A year after GM signed a $559-million sponsorship that will put the Chevrolet name on uniforms of Manchester United beginning next year, the deal is beginning to attract consumers in China.
The marketing deal drew the ire of investors who thought it was too expensive and led to the firing of GM Chief Marketing Officer Joel Ewanick after he did not disclose the full cost of the deal to CEO Dan Akerson.
More recently, Chevrolet has been at the core of rumors in the U.K. that ManU owner Malcolm Glazer will have GM pay some of a salary offer to lure back star player Christiano Ronaldo, whom ManU sold in 2009 to Real Madrid.
In China and throughout Asia, where the soccer team has 378 million fans, according to Kantar Media Compete, Chevy hopes that soccer can do for it in China what baseball did for it in the U.S.
"The point is for China, this is just a home run," said Richard Choi, director of Chevrolet marketing in China, in an interview at a Shanghai Chevrolet dealership. "Not to mix my metaphors."
"One of the reasons we've grown so fast is we have these road shows.

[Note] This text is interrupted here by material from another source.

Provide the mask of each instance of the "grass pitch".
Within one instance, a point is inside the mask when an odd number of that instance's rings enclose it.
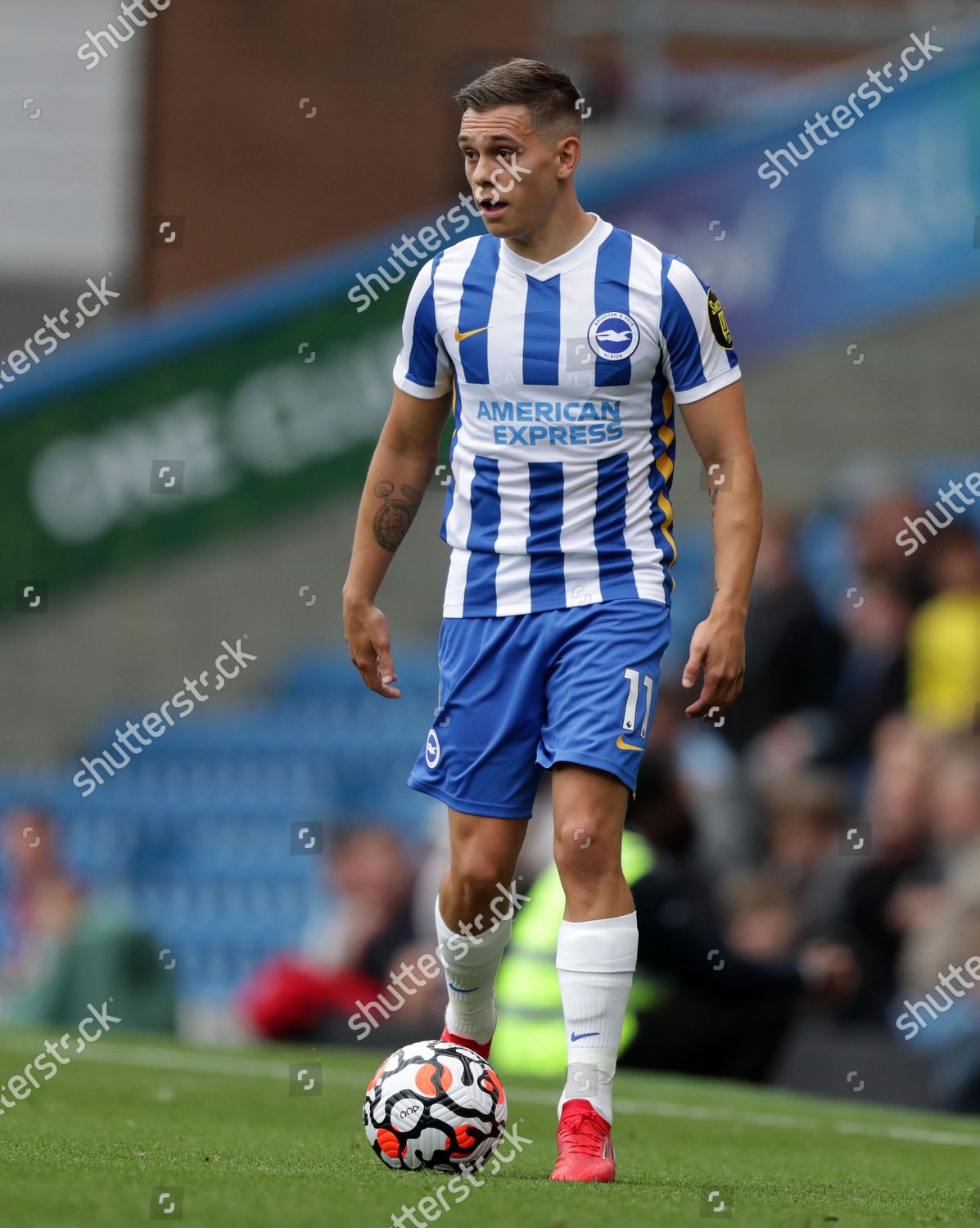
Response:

It's essentially an auto show in a truck," Choi said. "We'll go out to these rural markets and we open up. It becomes like the thing to do in that city that day."

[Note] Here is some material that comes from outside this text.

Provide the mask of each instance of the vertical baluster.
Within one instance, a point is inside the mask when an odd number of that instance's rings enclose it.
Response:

The road show sets up a kicking contest for kids, displays Manchester United gear and introduces Chevy to consumers who know nothing of GM's recent travails that culminated in the 2009 bankruptcy.
"You could almost think of it as a form of rebranding to say, 'We're not just an American brand, we're a global brand,' " said Stephen McDaniel, a University of Maryland professor who teaches sports marketing. "You have to redefine your brand to adapt to other markets."

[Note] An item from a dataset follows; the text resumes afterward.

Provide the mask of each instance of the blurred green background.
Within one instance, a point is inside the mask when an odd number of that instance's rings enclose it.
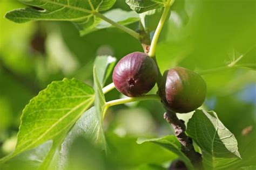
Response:
[[[234,134],[243,158],[256,151],[255,6],[254,0],[177,0],[157,49],[161,72],[180,66],[202,73],[208,88],[203,107],[214,110]],[[4,18],[7,11],[24,7],[15,0],[0,0],[0,157],[14,149],[25,105],[51,81],[76,77],[92,85],[96,56],[119,60],[143,51],[139,42],[114,28],[80,37],[69,22],[19,24]],[[125,1],[113,8],[130,10]],[[129,27],[136,30],[138,23]],[[241,55],[235,67],[222,69]],[[114,90],[106,98],[120,96]],[[112,141],[117,146],[124,137],[162,136],[172,133],[164,112],[160,103],[152,101],[116,106],[108,111],[104,128],[120,138]],[[187,121],[191,115],[179,116]],[[123,162],[132,161],[140,160]]]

Automakers sold 19.2 million vehicles in China last year, almost 5 million more than were sold in the U.S. That is expected to reach 30 million annually by the end of the decade. A large portion of those sales were in the largest cities such as Beijing and Shanghai.
But most new buyers will come from the country's interior, which is poorer, yet gradually gaining economic traction. Understanding local preferences and tailoring marketing accordingly is crucial.
For example, at the Dongchang Chevrolet dealership in Shanghai, customers come face to face with a huge Manchester United poster splashed across a wall.
Morningstar analyst David Whiston, who tracks GM's financial performance, said the Manchester United deal could prove to be successful "if you get Chevy customers onto a website."
But $559 million to get on the cultural radar is a high-stakes bet. Especially when the expectations of ManU fans are for nothing less than a world championship every year.
"I don't think it was a complete mistake," Whiston said. "Was it a lot of money? Yes. I think it still remains to be seen if it was worth the investment. If it continues to stay popular in China and they keep winning, then that's great for GM."
China is GM's biggest market, but it was Chevy's third-biggest market in 2012, behind the U.S. and Brazil. Choi said China would pass Brazil this year.
Chevy's market share in China was steady at 4.1% in 2011 and 4.2% in 2012, up from 2.4% in 2005, according to GM.
To reach more buyers in developing cities, Chevy is adding 45 dealers in China in 2013, which will expand the retail network to 665 selling points.
If Manchester United has an excellent year, there may be room for more growth.